Independência, dois gritos e um juiz
Mateus Rossetti de Almeida
Advogado
@mtsrossetti
“Independência ou morte!”
A frase acima é um tanto quanto famosa, imagino que conheçam.
Em 7 de setembro de 1822, Dom Pedro de Alcântara teria gritado essas palavras nas margens do Ipiranga, em São Paulo. Digo teria pois, tal como é observado em inúmeras possíveis ocorrências históricas, não se pode atestar sua veracidade. “Não há consenso histórico”, dizem. Todavia, ainda que o fato possa não ser de fato um fato, fato é: a frase se tornou um símbolo, um marco de nossa história.
E 201 anos após o grito, cá estamos. Independentes!
E independentes chegamos à presente semana. E que semana, meus caros.
Na Câmara Baixa, algumas votações. Nada muito polêmico, uma semana tranquila. O que poderia suscitar alguma discordância, aprovado por acordo. Temas leves, aprovados de maneira acordada. Tudo certo, todos prontos para o feriado.

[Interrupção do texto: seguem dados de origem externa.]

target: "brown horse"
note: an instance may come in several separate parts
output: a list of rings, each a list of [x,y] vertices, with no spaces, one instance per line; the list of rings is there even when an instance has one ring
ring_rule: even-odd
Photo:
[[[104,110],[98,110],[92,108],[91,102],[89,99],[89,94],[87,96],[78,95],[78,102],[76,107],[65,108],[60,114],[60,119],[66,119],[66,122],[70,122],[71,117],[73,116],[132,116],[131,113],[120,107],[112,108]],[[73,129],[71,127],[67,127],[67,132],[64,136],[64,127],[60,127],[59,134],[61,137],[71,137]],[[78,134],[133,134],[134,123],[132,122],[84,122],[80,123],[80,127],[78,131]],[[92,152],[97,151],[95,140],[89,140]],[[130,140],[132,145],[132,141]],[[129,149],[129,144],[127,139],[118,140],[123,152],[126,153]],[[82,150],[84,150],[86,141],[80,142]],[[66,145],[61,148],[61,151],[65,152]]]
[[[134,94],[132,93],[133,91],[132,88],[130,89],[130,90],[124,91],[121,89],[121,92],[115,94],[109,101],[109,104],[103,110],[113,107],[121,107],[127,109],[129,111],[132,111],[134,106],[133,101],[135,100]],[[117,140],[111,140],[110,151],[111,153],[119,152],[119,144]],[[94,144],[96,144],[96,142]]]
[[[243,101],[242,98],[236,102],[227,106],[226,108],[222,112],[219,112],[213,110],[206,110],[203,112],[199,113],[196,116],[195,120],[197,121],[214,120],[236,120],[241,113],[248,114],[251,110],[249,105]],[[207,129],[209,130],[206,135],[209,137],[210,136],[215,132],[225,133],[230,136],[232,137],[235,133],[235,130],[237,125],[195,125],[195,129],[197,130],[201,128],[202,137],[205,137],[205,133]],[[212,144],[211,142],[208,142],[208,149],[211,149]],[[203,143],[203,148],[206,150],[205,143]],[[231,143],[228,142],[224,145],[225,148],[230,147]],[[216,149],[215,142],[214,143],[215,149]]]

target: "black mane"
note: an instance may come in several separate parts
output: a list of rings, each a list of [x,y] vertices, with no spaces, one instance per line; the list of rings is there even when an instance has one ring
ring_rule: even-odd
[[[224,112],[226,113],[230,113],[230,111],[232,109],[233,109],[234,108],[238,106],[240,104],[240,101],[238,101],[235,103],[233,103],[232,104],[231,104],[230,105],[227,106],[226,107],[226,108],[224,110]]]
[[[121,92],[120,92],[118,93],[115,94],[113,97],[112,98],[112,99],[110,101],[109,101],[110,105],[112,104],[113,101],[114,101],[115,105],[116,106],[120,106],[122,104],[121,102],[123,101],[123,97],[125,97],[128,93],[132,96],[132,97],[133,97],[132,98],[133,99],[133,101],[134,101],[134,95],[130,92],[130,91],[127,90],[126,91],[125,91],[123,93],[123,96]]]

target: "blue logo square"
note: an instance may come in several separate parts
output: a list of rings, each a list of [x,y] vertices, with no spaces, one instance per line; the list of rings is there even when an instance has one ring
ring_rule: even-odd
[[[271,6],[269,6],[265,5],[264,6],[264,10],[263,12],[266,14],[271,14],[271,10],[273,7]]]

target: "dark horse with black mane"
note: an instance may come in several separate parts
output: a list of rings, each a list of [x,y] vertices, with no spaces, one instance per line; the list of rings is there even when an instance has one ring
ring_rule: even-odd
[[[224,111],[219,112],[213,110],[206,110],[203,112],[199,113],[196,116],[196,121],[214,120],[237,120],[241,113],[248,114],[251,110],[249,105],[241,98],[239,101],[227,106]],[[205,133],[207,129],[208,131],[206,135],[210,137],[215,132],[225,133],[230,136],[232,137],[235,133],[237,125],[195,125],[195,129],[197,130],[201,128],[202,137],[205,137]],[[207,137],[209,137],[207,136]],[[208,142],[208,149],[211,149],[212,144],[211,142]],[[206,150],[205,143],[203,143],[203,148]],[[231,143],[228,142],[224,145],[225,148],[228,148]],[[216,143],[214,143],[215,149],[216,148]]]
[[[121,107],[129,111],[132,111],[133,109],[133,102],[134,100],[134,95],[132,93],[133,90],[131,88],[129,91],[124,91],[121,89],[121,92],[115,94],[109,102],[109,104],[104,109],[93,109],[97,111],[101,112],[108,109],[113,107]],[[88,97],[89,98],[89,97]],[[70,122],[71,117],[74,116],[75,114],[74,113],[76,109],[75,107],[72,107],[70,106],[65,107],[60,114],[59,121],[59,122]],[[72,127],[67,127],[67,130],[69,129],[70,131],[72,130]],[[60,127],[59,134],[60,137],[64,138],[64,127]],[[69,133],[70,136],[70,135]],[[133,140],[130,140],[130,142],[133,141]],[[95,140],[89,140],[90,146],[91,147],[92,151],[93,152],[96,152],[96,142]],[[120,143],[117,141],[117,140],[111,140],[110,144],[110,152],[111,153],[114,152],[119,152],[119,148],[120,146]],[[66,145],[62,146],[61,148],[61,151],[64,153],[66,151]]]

A curta semana estava morta já na terça-feira.
E então, chegou quarta-feira.
E quarta-feira, dois séculos após o grito da independência, nos presenteou com um novo grito, desta vez advindo de um juiz: um grito de impunidade.
Na escaldante Brasília, em 6 de setembro de 2023, toda uma operação anticorrupção foi apagada.
Apagada.
Sim, o Excelentíssimo Ministro José Antonio Dias Toffoli apagou a maior força-tarefa de combate à corrupção da história. Considerou imprestáveis as provas carreadas na mesma, obtidas mediante acordo de leniência da finada Odebrecht.
Decidiu serem irrelevantes as confissões de corruptos.
Decidiu serem vítimas.
Decidiu que os bilhões surrupiados da nação são…
Bom, não se sabe. Não se sabe o que são. Talvez imagine que o dinheiro recuperado por Estados Unidos, Suíça e Brasil seja ficto. Talvez imagine que os valores tenham sido gerados espontaneamente. Talvez imagine que os pormenores sobre os valores irão facilmente se perder ao longo dos anos, relegando os fatos - estes sim, fatos - a mera…
Bom, a mera falta de consenso histórico.
E talvez, considerando a memória de alguns, a falta de consenso virá à galope.
Mas um consenso creio que restará:
O Ministro entrou para a história com sua decisão.
Parabéns, Excelência.
Parabéns.
E agora, independente, livre - por enquanto -, me resta encerrar, e encerro sugerindo que celebrem.
Celebrem a Independência, pois esta deve ser celebrada. Ainda que não saibamos de fato seus pormenores, nos resta um símbolo: o grito de um homem virtuoso, grito que nos libertou.
Lembrem-se deste símbolo.
E lembrem-se do grito desta semana. Guardem na memória. Outro grito, desta vez largamente documentado. O grito de um juiz tentando reescrever a história. Os pormenores deste, sim, sabemos. E não esqueceremos.